Many years ago, when the "feminist" movement was in full swing and women were being yanked through the glass ceiling just so companies could prove they didn't discriminate, a female co-worker informed me that I was, if anything, the worst kind of feminist.

In fact, she actually doubted that I belonged in that category. Her reasons? Well, I was married. I had children. I didn't want my name on a door and all the bureaucracy that entailed. I would rather have spent time at my children's co-op preschool helping out than going to a meeting of other women bitching about how the world was treating them badly. It was a game I wasn't willing to play.

Honestly, that's what she told me. It was a surreal experience. Had I had an ounce of respect for this woman to begin with, it would definitely have been gone by the end of the rant. Instead, I just felt sorry for someone so driven to be a "feminist" that she forgot we have to be true to ourselves first.

I thought of this recently when one of the dearest women on the planet, someone I adore to bits, started to doubt herself.

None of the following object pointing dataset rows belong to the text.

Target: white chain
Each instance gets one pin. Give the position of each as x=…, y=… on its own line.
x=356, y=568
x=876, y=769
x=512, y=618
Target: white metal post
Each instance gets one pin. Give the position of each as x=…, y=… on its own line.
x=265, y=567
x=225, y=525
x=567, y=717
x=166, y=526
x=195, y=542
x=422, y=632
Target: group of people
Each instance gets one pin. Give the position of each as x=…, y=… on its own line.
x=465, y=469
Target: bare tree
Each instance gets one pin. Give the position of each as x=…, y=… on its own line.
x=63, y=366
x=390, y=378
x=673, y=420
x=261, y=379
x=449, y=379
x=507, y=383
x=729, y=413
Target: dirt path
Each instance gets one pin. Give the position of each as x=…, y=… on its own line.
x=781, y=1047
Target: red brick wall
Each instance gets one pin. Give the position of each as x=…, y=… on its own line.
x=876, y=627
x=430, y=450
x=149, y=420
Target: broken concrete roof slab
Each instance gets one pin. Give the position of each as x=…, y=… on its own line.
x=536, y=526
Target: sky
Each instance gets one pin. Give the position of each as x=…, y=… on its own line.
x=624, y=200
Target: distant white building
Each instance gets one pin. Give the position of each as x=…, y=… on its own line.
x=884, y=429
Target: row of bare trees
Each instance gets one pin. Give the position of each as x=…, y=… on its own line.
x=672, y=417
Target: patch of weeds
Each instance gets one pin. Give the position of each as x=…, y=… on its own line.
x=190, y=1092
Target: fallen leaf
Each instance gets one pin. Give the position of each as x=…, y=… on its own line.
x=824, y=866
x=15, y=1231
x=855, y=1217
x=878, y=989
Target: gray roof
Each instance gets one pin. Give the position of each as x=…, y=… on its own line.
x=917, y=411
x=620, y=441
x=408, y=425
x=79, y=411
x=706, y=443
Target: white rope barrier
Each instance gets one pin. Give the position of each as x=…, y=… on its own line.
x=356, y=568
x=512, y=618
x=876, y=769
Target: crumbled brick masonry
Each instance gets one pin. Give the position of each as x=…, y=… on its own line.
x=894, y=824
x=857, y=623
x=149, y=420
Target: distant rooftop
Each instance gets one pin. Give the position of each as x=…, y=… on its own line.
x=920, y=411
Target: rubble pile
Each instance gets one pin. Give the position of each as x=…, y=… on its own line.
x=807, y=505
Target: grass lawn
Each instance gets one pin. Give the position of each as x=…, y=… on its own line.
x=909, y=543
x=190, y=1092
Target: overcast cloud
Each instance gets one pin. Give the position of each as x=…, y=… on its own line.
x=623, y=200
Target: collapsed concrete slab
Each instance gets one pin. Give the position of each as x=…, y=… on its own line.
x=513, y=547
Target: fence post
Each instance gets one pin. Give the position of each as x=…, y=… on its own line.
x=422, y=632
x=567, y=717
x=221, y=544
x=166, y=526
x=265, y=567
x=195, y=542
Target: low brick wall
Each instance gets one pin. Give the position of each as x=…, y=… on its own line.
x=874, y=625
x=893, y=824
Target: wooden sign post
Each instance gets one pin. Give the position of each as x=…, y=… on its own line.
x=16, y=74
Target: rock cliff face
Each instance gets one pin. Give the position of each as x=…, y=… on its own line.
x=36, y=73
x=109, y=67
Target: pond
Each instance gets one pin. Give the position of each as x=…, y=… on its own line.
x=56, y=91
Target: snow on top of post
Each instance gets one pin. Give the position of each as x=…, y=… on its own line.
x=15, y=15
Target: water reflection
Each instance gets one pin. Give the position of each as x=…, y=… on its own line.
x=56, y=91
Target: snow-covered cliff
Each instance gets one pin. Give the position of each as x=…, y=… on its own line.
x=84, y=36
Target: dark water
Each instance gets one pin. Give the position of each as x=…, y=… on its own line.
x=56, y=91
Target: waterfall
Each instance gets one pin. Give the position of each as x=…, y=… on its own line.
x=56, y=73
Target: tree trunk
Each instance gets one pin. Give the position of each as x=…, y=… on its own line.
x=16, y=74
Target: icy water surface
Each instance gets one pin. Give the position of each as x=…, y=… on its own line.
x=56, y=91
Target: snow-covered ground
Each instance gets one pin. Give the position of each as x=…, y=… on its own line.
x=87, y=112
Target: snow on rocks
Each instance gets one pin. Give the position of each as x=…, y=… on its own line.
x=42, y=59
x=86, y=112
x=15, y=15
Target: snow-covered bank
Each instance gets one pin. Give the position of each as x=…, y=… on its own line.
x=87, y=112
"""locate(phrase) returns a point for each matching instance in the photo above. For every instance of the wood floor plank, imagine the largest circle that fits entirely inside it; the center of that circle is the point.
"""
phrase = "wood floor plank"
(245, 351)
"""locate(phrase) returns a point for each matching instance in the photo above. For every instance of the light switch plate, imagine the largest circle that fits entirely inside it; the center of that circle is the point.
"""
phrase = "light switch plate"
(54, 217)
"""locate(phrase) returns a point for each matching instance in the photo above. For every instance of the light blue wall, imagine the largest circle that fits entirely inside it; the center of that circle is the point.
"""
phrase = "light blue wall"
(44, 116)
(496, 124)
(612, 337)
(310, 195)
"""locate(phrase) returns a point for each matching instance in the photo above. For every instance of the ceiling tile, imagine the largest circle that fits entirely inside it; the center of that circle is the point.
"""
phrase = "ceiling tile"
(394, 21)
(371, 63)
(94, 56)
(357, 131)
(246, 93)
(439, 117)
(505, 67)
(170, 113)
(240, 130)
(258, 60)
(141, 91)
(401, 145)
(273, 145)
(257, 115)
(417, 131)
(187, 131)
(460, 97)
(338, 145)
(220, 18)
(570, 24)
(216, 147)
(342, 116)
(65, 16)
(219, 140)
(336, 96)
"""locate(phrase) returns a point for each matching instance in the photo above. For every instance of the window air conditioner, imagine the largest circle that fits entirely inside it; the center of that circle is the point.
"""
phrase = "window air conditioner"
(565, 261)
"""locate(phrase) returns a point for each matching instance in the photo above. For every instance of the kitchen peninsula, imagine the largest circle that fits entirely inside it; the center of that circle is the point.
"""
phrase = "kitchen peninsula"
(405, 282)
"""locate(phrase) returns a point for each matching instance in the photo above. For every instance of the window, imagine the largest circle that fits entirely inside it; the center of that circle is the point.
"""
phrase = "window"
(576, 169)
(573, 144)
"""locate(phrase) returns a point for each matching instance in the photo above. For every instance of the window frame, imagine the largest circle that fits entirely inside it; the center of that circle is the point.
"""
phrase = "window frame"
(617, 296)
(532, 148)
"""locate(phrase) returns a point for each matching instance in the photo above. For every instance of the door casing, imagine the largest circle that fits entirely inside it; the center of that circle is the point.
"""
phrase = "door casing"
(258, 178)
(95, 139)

And not the little doubts we all go through from time to time, but a VERY BIG DOUBT. About everything that makes her who she is.

In many ways, her situation is much like the one I found myself in those many years ago. She works with women who are desperate to prove they belong in the positions they now hold. They have their own view of their world, their own agenda and their own criteria for admission to their group. And my friend, much like me years ago, doesn't fit the mould.

She too knows what games she will and won't play —- and theirs isn't one of them.

And, instead of seeing those judging her for what they are, she's judging herself.

Makes me wonder: Why do women do this to each other? Why do they claim they want to be themselves, but then, when someone doesn't fit the mould, they go on the attack?

And why, all these years later, is it still happening?